Although estranged from his father, Nate discussed the difficulty of forgiving a man who coined the phrase “God hates fags,” who picketed the funerals of U.S. soldiers, and who beat his children within the walls of the Kansas church.
Invited to speak at a secular humanist club event at Mount Royal University, Nate was asked what he would have said to his father if he could have been in the room during his final days.
“I cringe at that question,” he replied. “Because there is still a fear there that I left with. I’m not sure I could handle it if I was in the same room as him, but I thought I would tell him ‘I was sorry.’”
At 18, Nate moved to California to start a new life, and later settled in Calgary. Now 55, he is a Canadian citizen.
He told the crowd the few good memories of his childhood are overshadowed by fear and pain. Physical abuse was a staple of his father’s teachings, he said, recounting his father yelling at the children, calling them Satan, beating them until their skin welted red, leaving for a while, and then returning to beat them again until he drew blood. Nate said it was the verbal abuse that hurt the most and was hardest to recover from, especially when Bible scriptures were used to show him as a sinful person.
Nate said after leaving the church, he struggled to find ways to keep Christ and religion in his life.He has since stepped away from religion, and now considers himself an atheist. He speaks to many different groups, and encourages people to think critically about all aspects of life.
Invariably, the discussion turned to the topic of his infamous father who was reportedly excommunicated before his passing, and isolated by the congregation.

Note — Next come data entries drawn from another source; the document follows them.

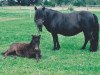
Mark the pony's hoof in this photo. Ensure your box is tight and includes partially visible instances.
[52,48,60,51]
[81,47,85,50]
[90,50,96,52]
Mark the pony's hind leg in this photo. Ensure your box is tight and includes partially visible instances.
[52,33,60,50]
[4,50,14,58]
[81,33,89,49]
[81,30,92,49]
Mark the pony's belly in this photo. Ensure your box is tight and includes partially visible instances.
[59,30,82,36]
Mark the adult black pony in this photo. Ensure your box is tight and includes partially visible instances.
[34,7,99,52]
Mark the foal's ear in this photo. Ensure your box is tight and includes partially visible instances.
[34,6,37,10]
[42,7,45,11]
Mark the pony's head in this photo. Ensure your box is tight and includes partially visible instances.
[34,7,45,31]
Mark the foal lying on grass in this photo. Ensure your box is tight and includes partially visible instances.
[2,35,41,61]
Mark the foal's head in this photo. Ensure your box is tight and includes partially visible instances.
[34,7,45,31]
[31,35,41,60]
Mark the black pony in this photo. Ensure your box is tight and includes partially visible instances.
[34,7,99,52]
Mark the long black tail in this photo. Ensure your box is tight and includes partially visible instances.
[1,52,5,55]
[91,14,99,52]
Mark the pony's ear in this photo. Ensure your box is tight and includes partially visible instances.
[31,35,34,38]
[39,35,41,38]
[34,6,37,10]
[42,6,45,11]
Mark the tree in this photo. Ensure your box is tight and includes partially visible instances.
[8,0,16,6]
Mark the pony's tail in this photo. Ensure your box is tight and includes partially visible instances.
[91,14,99,52]
[1,52,6,55]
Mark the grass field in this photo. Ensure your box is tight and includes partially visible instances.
[0,8,100,75]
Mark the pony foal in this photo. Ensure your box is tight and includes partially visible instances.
[2,35,41,60]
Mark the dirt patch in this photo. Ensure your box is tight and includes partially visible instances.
[0,17,21,22]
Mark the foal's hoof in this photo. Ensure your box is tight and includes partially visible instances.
[52,48,60,51]
[90,50,97,52]
[81,47,85,50]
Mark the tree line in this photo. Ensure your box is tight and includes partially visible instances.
[0,0,100,6]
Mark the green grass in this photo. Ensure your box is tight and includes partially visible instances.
[0,9,100,75]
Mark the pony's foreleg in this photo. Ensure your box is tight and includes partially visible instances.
[52,34,60,50]
[4,50,12,59]
[81,33,89,49]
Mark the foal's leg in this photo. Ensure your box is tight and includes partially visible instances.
[4,50,13,58]
[52,34,60,50]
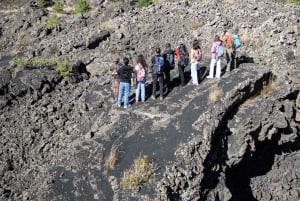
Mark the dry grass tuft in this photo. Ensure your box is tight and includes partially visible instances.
[105,143,120,169]
[190,19,203,29]
[120,155,156,188]
[208,87,224,104]
[260,81,278,95]
[100,21,114,32]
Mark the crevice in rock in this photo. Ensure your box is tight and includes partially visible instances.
[226,125,300,201]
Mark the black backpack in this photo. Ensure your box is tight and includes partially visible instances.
[164,50,175,70]
[153,56,164,75]
[178,44,190,67]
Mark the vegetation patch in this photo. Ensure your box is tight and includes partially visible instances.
[136,0,154,8]
[47,15,59,28]
[121,155,156,188]
[286,0,300,3]
[208,87,224,104]
[190,19,203,29]
[72,0,90,15]
[36,0,46,8]
[13,57,72,76]
[53,0,64,13]
[105,144,120,169]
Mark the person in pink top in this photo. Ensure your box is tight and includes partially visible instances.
[207,35,224,78]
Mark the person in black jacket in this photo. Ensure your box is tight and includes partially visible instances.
[151,47,164,100]
[117,57,133,109]
[163,43,175,91]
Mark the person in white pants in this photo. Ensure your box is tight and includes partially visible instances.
[190,39,202,86]
[207,35,224,78]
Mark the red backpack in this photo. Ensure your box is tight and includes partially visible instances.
[136,64,146,82]
[195,49,202,61]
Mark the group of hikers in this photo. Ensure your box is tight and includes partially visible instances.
[113,31,241,108]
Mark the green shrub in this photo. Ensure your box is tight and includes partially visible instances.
[137,0,153,8]
[286,0,300,3]
[120,155,156,188]
[47,15,59,28]
[53,0,64,13]
[55,59,72,76]
[13,57,72,76]
[72,0,90,14]
[36,0,46,8]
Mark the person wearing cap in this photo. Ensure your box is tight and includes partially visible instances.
[222,31,235,72]
[163,43,175,91]
[112,58,122,99]
[151,47,164,100]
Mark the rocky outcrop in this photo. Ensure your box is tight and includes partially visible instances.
[0,0,300,201]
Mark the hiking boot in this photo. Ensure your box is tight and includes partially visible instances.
[124,104,131,109]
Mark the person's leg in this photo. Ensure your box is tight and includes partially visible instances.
[232,50,236,69]
[135,81,141,102]
[165,70,171,90]
[191,62,198,85]
[178,65,185,86]
[226,48,232,72]
[158,75,164,99]
[140,82,146,102]
[207,59,216,78]
[152,73,157,98]
[118,82,125,106]
[114,79,120,98]
[216,58,222,78]
[124,83,130,108]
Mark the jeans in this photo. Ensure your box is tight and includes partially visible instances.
[208,58,222,78]
[118,82,130,107]
[191,61,200,85]
[226,48,236,71]
[114,79,120,98]
[164,69,171,89]
[178,64,185,86]
[135,81,146,101]
[152,73,164,98]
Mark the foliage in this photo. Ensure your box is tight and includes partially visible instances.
[208,87,224,104]
[286,0,300,3]
[13,57,72,76]
[53,0,64,13]
[137,0,154,8]
[72,0,90,15]
[105,143,120,169]
[110,0,124,3]
[55,59,72,76]
[120,155,156,188]
[47,15,59,28]
[36,0,46,8]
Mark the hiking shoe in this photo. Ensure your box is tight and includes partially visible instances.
[124,104,131,109]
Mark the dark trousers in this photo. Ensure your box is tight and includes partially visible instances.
[164,69,172,90]
[178,64,185,86]
[152,73,164,97]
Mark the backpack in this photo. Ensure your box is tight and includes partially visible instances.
[216,43,224,58]
[153,56,164,75]
[178,45,190,66]
[136,65,146,82]
[232,34,241,49]
[164,52,174,70]
[195,49,202,61]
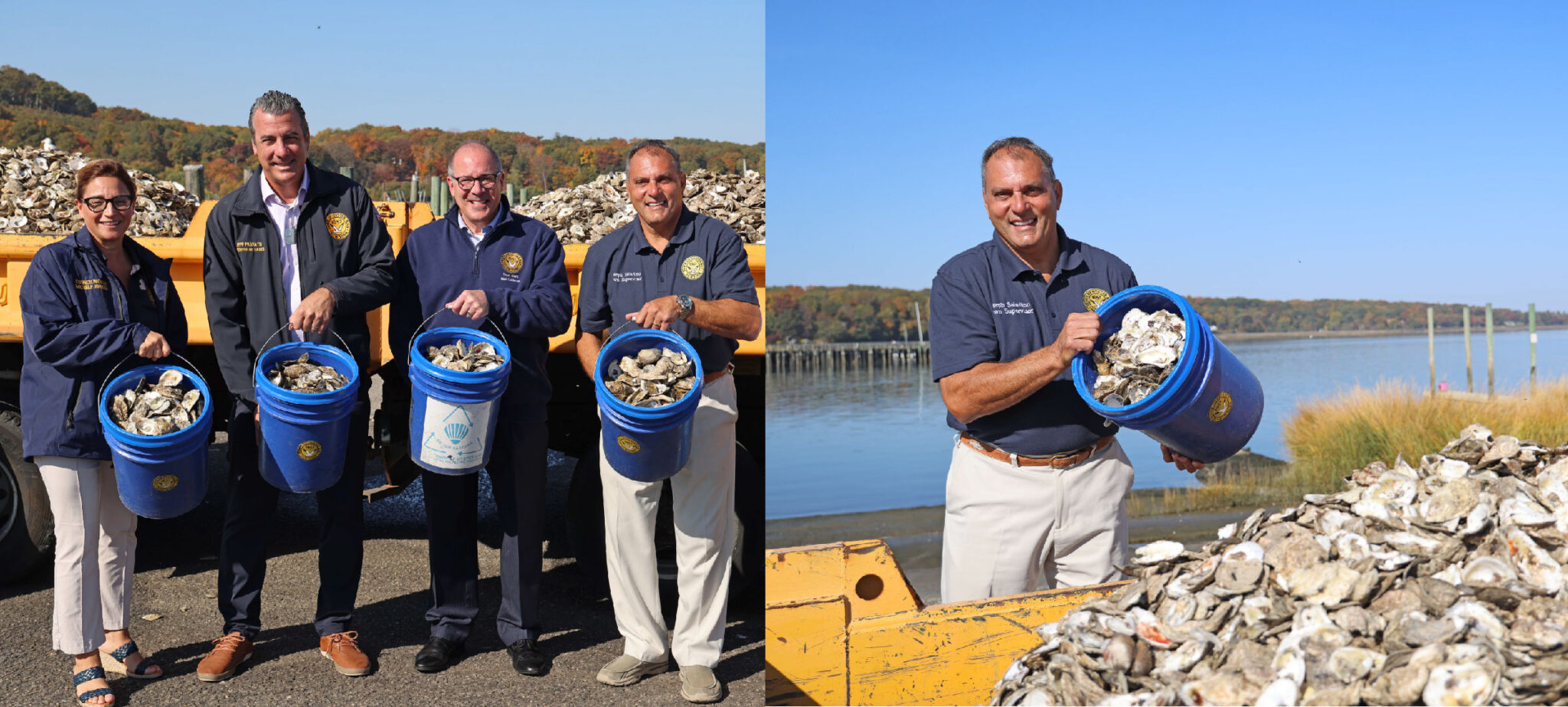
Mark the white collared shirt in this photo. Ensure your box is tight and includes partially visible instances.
[458,207,501,248]
[262,169,311,342]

“They voted him out,” Nate said. “It’s terribly ironic that after 55 years of treating people poorly, they finally decided they were going to hold him accountable for it.”
Photo by Alexandra RabbitteNate said he is now moving forward, and is willing to help others who have struggled with religious-based abuse. He is also a major advocate for the LGBTQ community, which endured decades of attacks from Westboro Church followers.
He said he worries his father’s ideas will continue to live on in “small minds.” In remembering Fred Phelps, he said he hopes people can focus on the good that came from communities forced to rise up against the hatred.
“I will mourn his passing not for the man he was, but for the man he could have been,” he said.